Keras Conv2D: Working with CNN 2D Convolutions in Keras
This article explains how to create 2D convolutional layers in Keras, as part of a Convolutional Neural Network (CNN) architecture.
A CNN architecture has three main parts:
- A convolutional layer that extracts features from a source image. This is the essential feature of a CNN, which works on parts of the image each time, instead of feeding all the input to each layer of the network.
- A pooling layer that downsamples each feature to reduce its dimensionality and focus on the most important elements. There are several rounds of convolution and pooling; and in some CNN architectures, there may be hundreds or thousands.

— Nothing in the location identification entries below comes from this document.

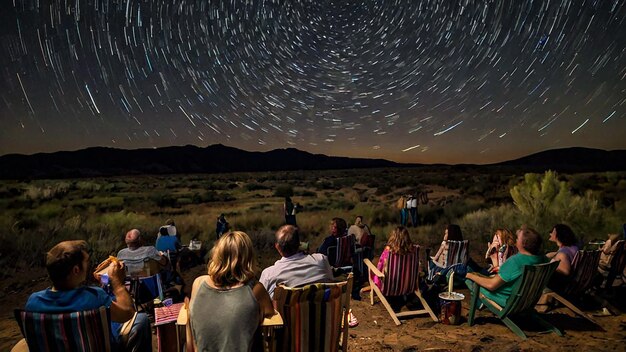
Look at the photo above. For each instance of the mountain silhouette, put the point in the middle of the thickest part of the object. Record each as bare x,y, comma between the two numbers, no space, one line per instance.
100,161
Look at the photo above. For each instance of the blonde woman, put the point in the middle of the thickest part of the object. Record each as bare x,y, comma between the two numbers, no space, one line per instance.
500,248
227,305
399,243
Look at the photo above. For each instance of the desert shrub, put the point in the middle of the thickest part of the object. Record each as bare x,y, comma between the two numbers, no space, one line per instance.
46,191
283,190
48,211
543,201
479,226
253,186
87,186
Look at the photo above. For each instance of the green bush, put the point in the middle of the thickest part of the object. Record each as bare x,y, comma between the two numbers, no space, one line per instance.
543,201
283,190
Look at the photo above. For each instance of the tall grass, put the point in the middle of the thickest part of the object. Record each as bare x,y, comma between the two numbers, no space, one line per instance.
38,214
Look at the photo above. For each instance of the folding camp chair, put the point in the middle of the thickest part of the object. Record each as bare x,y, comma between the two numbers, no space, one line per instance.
527,290
584,269
315,316
400,277
341,255
88,330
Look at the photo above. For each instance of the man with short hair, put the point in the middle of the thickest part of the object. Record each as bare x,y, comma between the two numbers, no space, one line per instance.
498,287
136,253
68,266
294,268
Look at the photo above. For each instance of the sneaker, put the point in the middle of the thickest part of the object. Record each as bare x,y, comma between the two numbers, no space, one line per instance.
352,321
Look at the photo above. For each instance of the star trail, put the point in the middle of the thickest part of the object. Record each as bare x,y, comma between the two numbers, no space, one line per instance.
412,81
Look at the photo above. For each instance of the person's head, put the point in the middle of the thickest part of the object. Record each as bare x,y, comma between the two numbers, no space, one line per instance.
338,227
67,264
133,239
287,240
528,240
506,237
563,234
613,237
399,240
453,233
232,259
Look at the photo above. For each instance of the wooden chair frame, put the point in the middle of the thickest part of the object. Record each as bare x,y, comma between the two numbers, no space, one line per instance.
526,292
396,316
584,268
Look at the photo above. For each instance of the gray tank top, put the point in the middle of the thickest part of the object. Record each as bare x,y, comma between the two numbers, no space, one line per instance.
224,320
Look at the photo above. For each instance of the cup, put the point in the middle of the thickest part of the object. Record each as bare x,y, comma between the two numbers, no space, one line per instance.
450,303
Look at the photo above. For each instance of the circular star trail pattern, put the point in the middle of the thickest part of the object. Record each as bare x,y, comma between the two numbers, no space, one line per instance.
414,81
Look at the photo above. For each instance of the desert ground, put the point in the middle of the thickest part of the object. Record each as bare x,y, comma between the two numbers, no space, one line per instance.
39,213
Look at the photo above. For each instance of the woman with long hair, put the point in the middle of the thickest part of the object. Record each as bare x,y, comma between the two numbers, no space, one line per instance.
228,305
399,242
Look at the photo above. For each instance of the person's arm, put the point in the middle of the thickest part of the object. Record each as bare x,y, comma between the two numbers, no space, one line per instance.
265,303
122,308
564,267
489,282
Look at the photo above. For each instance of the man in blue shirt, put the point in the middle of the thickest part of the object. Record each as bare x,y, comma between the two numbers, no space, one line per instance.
68,266
499,287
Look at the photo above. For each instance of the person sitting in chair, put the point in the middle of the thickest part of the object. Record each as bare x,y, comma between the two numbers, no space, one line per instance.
68,265
498,287
294,268
136,253
338,228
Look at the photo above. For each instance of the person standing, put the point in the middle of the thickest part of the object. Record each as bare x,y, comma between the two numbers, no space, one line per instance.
290,212
221,227
401,206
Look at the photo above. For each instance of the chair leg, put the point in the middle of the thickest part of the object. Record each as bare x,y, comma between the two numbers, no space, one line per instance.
426,306
546,324
508,322
473,304
573,308
383,300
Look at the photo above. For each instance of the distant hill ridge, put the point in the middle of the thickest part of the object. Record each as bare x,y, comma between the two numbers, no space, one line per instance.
101,161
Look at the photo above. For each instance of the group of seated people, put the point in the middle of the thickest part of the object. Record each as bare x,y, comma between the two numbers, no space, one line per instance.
231,291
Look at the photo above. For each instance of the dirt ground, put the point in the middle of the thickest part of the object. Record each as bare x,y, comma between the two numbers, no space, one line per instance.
377,332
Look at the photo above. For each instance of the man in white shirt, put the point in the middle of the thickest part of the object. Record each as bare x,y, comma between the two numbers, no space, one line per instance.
294,268
136,253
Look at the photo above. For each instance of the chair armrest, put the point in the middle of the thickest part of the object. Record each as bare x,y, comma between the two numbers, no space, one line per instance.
372,268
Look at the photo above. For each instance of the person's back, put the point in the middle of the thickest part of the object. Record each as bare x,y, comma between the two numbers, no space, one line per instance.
224,319
297,270
134,258
509,271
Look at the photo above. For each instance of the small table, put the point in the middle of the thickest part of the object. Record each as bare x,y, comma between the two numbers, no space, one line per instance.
165,322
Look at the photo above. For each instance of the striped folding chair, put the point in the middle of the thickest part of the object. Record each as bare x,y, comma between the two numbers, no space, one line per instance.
400,276
584,269
88,330
458,255
315,316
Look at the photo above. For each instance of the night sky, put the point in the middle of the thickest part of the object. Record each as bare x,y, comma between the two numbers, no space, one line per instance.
411,81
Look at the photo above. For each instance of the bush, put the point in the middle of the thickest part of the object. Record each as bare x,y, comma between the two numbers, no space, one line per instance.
543,201
283,190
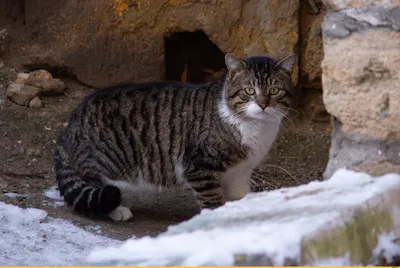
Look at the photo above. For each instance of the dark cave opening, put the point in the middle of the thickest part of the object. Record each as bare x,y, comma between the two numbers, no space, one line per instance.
192,57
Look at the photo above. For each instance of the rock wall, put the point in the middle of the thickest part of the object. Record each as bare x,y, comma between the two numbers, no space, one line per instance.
101,42
361,81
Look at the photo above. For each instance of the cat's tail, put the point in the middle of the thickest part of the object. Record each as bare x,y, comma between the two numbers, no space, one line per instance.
82,197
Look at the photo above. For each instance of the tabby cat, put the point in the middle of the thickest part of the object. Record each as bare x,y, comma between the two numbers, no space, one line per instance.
209,137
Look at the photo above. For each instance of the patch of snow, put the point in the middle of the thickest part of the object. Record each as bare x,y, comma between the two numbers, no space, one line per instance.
29,237
387,247
271,223
53,193
55,204
342,261
15,195
96,228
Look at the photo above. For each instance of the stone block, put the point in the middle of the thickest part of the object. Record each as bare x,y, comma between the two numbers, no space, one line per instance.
342,4
107,42
361,81
22,94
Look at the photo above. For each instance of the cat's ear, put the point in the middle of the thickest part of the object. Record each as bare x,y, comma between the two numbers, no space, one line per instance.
233,63
287,63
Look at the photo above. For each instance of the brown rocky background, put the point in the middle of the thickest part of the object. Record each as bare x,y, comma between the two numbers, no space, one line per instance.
94,43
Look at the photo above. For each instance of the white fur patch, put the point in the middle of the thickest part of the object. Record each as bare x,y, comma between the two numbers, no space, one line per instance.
259,136
121,214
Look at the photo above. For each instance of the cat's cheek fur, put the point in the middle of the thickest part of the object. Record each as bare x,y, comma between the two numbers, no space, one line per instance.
254,111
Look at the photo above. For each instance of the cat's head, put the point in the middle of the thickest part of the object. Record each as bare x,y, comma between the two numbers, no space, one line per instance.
258,88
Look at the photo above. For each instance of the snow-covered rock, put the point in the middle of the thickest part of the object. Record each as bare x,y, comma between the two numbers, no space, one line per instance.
30,237
336,221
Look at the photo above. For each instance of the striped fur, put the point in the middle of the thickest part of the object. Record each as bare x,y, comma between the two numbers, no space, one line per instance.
168,134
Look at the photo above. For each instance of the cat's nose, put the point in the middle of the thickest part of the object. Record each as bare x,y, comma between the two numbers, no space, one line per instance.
263,105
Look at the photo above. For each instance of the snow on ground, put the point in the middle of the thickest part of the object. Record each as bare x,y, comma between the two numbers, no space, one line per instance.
15,195
54,195
29,237
272,223
387,247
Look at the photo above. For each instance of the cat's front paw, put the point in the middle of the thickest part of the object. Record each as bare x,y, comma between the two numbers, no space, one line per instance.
121,214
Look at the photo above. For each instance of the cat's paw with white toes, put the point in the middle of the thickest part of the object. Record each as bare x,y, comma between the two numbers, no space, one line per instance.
121,214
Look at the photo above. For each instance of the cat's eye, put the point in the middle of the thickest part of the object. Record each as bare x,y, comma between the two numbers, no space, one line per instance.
274,91
249,91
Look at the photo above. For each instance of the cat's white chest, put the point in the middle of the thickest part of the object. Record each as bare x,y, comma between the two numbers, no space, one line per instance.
259,138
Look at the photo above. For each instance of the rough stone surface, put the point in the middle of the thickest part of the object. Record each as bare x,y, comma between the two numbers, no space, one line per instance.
35,103
22,94
107,42
44,80
341,4
345,215
311,47
342,23
361,83
361,154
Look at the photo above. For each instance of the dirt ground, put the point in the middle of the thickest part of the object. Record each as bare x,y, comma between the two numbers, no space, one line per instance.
27,139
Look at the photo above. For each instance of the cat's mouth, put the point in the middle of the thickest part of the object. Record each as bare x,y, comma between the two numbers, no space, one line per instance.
269,114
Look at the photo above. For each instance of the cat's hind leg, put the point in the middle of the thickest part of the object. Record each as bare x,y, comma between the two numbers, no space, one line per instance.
121,214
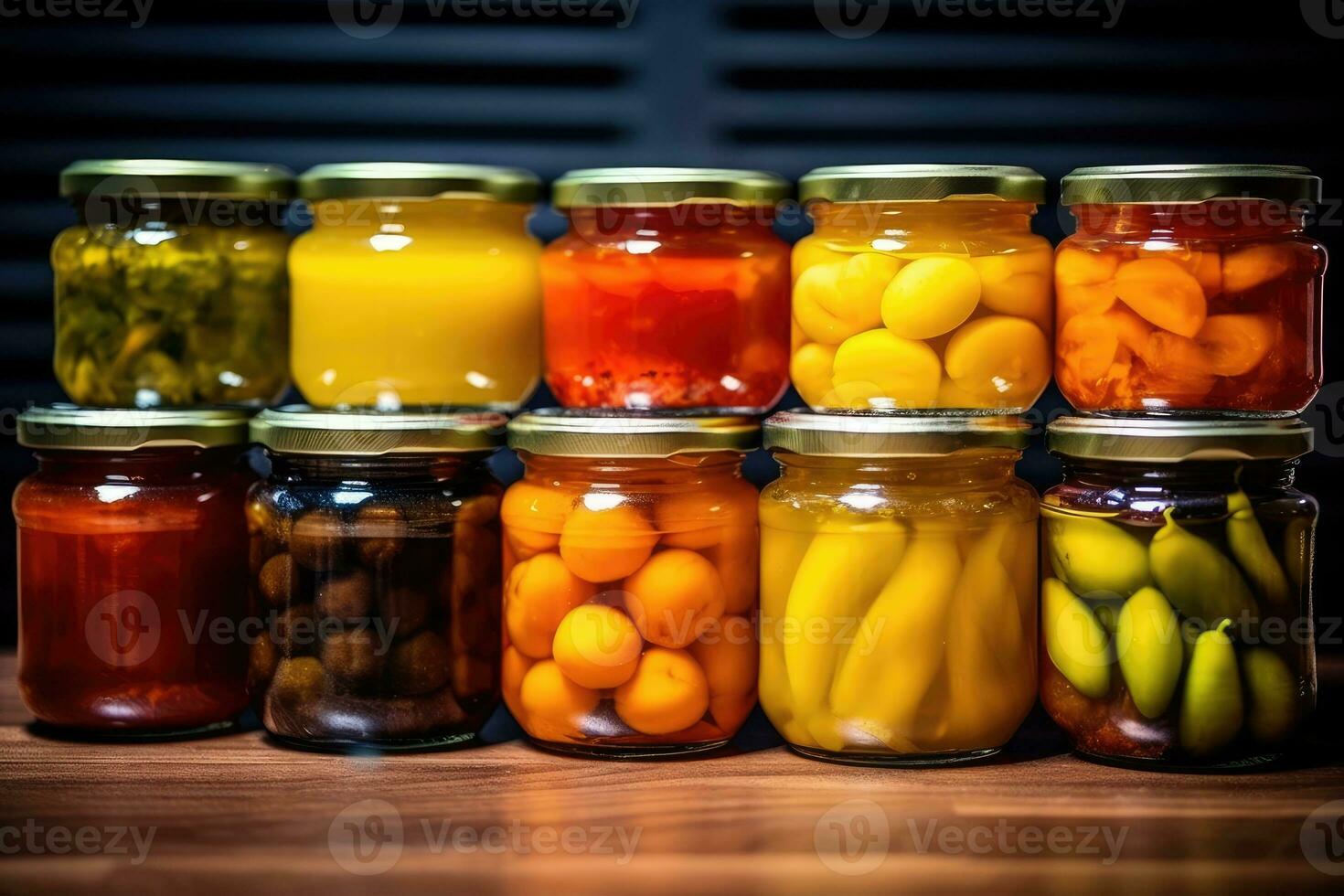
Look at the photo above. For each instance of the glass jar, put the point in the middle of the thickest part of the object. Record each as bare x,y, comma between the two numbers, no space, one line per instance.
898,587
417,286
923,286
132,570
171,289
631,581
375,560
669,291
1189,288
1176,621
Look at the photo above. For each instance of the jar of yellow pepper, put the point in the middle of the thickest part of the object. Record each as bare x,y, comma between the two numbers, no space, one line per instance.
898,581
923,288
418,285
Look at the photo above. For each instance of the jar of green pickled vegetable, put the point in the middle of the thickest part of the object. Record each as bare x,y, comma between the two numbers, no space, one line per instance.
1176,595
171,291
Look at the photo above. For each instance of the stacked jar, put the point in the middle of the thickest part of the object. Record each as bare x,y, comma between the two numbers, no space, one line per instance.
1176,597
898,554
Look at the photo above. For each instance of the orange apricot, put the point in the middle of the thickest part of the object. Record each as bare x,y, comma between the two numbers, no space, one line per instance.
675,597
1235,344
554,709
514,667
606,538
537,597
698,518
1254,265
728,657
532,517
597,646
1163,293
668,692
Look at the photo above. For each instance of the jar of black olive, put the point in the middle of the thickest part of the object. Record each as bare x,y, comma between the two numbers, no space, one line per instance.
375,571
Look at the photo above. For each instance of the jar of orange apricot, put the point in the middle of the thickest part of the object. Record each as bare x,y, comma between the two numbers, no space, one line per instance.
631,581
1189,288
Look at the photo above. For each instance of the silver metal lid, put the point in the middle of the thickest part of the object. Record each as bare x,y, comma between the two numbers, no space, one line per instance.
620,432
88,429
1178,440
299,429
886,434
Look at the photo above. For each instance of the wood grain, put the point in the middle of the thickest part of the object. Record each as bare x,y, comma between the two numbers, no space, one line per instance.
238,813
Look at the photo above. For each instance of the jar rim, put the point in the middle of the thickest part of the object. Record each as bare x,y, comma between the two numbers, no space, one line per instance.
923,183
632,432
299,429
186,177
1171,440
884,434
1187,183
96,429
418,180
663,187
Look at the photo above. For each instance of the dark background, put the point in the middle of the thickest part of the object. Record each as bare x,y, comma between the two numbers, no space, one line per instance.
689,82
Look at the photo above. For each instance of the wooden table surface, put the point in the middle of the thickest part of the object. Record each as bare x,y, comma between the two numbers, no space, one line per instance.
237,812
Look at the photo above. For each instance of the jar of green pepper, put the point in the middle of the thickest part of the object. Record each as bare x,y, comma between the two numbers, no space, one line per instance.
171,291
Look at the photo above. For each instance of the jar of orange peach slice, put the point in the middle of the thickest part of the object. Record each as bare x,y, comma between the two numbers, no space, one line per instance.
1189,288
631,581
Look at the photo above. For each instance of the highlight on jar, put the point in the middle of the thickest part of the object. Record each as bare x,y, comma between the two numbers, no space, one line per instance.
418,285
898,587
132,570
669,291
1189,288
375,564
1176,614
631,581
171,289
921,288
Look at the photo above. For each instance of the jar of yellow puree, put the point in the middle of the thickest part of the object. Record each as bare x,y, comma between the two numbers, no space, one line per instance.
417,286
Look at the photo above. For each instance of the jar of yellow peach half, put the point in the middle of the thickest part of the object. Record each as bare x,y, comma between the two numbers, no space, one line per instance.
923,286
418,285
898,581
631,581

- A fully connected layer that flattens the features identified in the previous layers into a vector, and applies a traditional neural network with all neurons in each layer connected to all neurons in the next layer, to make a prediction about the image.
In Keras, you build a CNN architecture using the following process:
1. Reshape the input data into a format suitable for the convolutional layers, using X_train.reshape() and X_test.reshape()
2. For class-based classification, one-hot encode the categories using the to_categorical() function.
3. Build the model using the Sequential.add() function. For a 2D convolutional layer, the command looks like the following.
model.add(Conv2D(64, kernel_size=3, activation=’relu’, input_shape=(28,28,1)))
>> You are here. In this article, we explain how to work with 2D convolutional layers in Keras.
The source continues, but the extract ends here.